One month ago today, we loaded up the Crusier and headed west. This morning I am back in front of my iMac, laughing as I fumble with actions that in November were mindless, but which now are a little stiff from want of practice. The sun is rising, and I am looking out the window at a pale blue sky and snow-covered ground. Toto, we are not on the coast anymore.
I had mixed feelings about coming home. Travel isn't just fun, it's imperative, I think. Different landscapes, different cultures.... getting a taste of what seems normal and natural for people in other places. Watching other people relate to their home places can be delightful and disillusioning, and it certainly made me think a lot about how I relate to mine. I thought often of how long it takes for people to become oblivious to their usual surroundings. When do people get "too busy" to hear the sound of waves, or note the rise and fall of a river? When do mountains and cliffs become just a backdrop or grasslands become just a surface? When does it all become just a playground or real estate?
And what if we never noticed any of it in the first place? I grew up in a suburb that was once shortgrass prairie, but never, in all my school years there, did anyone ever point that out to me. The prairie was just something early settlers crossed to get to the good stuff. (So despite groaning at school buses in the parking lot at Natural Bridges beach on our tidepool morning, I was pleased that kids were discovering the wonder of their home place.)

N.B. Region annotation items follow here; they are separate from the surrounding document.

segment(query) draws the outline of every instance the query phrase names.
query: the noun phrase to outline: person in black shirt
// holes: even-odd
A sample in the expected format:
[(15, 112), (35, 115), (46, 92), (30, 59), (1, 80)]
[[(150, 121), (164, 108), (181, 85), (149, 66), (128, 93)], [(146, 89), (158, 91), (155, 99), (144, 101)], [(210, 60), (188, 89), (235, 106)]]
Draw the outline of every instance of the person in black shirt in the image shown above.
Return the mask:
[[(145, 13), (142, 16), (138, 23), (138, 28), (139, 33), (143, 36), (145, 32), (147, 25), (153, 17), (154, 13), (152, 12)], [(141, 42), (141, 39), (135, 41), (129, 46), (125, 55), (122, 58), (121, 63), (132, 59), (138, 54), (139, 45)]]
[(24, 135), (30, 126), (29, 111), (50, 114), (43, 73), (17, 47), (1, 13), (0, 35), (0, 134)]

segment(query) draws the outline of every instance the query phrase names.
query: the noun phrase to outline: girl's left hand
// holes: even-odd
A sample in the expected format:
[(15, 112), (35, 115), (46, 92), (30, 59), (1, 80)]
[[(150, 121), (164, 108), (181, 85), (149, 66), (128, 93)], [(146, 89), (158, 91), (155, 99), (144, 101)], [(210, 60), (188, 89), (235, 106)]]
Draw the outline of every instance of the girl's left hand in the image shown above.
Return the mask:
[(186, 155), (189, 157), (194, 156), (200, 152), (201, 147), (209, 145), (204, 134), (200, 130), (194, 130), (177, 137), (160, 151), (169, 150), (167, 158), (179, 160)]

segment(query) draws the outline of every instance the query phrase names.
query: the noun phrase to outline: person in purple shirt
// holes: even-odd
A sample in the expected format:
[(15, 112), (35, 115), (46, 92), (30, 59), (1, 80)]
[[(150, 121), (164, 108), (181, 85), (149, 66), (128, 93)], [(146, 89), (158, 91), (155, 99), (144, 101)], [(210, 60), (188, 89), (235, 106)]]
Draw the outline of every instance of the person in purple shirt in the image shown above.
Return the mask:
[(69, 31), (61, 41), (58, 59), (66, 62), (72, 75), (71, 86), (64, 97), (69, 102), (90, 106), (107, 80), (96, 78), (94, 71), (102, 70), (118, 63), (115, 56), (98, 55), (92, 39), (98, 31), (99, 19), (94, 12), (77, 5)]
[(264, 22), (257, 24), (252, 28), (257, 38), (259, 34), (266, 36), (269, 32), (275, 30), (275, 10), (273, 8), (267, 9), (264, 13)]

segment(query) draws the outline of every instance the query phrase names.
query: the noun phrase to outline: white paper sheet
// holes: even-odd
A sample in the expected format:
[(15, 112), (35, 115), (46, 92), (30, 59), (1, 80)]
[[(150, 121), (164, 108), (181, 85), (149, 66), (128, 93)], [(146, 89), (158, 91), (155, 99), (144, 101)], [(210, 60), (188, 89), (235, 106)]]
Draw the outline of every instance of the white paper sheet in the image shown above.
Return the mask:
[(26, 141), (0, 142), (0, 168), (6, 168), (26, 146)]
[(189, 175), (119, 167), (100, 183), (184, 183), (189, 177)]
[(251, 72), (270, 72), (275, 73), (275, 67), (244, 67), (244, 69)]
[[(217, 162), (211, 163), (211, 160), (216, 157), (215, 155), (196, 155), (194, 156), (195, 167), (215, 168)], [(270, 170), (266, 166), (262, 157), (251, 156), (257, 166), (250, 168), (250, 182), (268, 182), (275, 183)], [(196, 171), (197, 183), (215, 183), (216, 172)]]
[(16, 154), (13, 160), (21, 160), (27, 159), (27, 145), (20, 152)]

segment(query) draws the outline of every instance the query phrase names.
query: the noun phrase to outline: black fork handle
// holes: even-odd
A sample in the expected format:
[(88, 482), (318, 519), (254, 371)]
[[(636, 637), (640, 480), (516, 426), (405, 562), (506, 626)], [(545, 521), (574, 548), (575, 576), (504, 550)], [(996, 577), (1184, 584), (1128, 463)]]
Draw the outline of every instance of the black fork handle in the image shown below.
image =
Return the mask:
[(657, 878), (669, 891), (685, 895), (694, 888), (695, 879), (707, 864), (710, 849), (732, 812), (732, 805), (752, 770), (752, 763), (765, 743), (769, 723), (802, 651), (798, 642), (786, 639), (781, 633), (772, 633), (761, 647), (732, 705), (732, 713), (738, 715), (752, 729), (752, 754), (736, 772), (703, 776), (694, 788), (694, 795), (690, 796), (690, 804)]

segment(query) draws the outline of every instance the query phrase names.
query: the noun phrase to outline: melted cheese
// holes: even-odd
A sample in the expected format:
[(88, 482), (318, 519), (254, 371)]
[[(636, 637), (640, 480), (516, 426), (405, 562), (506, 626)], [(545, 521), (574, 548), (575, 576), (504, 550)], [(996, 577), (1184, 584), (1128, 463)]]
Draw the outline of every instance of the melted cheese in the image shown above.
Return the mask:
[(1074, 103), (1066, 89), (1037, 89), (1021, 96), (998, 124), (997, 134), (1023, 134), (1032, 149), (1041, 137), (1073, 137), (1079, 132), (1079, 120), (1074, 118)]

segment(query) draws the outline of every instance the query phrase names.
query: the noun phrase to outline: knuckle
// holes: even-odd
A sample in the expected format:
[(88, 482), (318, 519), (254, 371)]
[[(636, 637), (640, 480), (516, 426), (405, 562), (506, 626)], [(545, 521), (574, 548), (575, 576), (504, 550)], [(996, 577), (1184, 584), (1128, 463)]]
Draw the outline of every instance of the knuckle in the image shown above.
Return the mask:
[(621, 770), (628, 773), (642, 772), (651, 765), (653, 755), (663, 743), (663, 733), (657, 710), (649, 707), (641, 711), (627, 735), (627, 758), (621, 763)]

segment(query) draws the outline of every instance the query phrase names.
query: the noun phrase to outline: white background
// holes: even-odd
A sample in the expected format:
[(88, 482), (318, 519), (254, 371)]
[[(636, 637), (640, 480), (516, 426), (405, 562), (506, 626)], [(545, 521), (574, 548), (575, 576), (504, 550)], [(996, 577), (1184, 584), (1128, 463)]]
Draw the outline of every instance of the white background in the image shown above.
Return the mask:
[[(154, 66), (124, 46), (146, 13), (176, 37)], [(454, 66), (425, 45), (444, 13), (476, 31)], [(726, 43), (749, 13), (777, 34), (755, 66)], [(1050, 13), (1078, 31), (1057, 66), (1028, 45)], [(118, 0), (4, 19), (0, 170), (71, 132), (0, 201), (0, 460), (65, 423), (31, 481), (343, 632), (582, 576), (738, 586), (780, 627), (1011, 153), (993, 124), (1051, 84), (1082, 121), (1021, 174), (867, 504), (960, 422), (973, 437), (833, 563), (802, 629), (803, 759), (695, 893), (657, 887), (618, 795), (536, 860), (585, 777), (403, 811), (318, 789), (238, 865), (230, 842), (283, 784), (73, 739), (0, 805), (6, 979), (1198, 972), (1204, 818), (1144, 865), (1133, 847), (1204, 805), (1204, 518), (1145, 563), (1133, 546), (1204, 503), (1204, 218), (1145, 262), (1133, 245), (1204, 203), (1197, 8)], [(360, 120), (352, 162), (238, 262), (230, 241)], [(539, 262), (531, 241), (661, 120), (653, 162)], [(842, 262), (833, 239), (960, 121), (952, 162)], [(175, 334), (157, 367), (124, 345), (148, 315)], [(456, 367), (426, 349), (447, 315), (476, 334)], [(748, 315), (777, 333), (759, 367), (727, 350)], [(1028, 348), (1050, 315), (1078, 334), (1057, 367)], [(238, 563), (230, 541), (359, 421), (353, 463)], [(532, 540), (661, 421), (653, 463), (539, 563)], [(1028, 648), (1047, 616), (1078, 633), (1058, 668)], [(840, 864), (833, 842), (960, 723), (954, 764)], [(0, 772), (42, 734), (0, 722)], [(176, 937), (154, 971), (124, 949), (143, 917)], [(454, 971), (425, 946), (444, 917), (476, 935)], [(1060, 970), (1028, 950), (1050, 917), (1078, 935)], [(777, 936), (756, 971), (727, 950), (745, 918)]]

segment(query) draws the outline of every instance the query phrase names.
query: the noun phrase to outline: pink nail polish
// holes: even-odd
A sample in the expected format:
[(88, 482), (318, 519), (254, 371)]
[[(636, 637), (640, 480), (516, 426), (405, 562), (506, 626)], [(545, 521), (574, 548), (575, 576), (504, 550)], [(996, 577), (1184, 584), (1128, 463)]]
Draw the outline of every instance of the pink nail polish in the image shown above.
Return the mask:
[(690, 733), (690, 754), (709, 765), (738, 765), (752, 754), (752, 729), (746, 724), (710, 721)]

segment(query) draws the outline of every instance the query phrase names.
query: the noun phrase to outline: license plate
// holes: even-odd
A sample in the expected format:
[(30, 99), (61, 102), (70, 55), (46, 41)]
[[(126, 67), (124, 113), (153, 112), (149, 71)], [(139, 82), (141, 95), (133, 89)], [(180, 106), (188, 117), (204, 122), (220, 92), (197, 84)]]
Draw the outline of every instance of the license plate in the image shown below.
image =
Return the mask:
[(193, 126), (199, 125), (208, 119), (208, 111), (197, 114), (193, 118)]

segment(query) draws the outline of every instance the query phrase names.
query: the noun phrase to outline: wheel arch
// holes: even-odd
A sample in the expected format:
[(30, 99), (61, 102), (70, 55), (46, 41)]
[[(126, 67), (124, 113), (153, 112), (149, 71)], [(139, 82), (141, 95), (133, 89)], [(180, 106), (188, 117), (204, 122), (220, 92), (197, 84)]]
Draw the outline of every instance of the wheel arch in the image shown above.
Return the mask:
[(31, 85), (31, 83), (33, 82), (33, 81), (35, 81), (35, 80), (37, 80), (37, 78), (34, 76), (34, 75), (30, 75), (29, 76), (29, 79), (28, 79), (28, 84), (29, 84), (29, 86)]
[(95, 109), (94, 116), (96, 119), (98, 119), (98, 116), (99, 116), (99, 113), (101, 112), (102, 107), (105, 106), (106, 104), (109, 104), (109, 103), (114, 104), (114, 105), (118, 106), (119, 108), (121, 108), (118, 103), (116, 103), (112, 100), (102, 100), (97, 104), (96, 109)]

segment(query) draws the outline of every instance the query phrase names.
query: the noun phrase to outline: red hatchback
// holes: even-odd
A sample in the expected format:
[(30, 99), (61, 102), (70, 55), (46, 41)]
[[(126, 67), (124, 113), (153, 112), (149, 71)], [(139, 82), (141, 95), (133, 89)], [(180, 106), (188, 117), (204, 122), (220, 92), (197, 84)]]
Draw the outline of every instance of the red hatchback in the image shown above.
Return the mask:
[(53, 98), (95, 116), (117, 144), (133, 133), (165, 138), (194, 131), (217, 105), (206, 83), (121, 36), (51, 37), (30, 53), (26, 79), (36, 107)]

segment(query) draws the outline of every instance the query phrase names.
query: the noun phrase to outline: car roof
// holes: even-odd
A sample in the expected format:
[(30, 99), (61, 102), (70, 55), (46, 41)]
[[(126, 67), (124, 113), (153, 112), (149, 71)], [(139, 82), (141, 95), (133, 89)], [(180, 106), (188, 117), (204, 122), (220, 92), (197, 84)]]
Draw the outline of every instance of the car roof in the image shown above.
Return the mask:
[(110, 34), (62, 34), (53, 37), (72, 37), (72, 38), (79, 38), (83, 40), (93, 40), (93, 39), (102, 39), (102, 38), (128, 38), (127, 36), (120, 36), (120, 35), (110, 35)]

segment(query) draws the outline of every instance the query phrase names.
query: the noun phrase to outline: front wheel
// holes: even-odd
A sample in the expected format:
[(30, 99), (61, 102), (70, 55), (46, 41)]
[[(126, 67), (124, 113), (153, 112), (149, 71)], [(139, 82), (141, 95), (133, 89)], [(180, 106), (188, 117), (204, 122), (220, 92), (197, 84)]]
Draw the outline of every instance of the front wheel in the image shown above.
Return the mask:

We discovered things about the Santa Cruz area that we loved, and things that made us feel so lucky to live in Salida. By covering the spaces in between by car, we have a stronger sense of what lies along one path between us and the Pacific.
Yesterday, as we made our last push for home, I lamented the things I didn't get done, the big internal changes that I hoped to make that still needed more time. David reminded me this adventure will continue to shape our lives in ways that we haven't yet imagined.
Suddenly I am thinking of a favorite line from Tolkien: "It's a dangerous business, going out your door. You step on to the path, and if you don't mind your feet there's no telling where you'll be swept off to."
We're home now... but I'm going to keep stepping out the door. This morning's path seems to lead to the post office to collect the mail, but after that? There's no telling.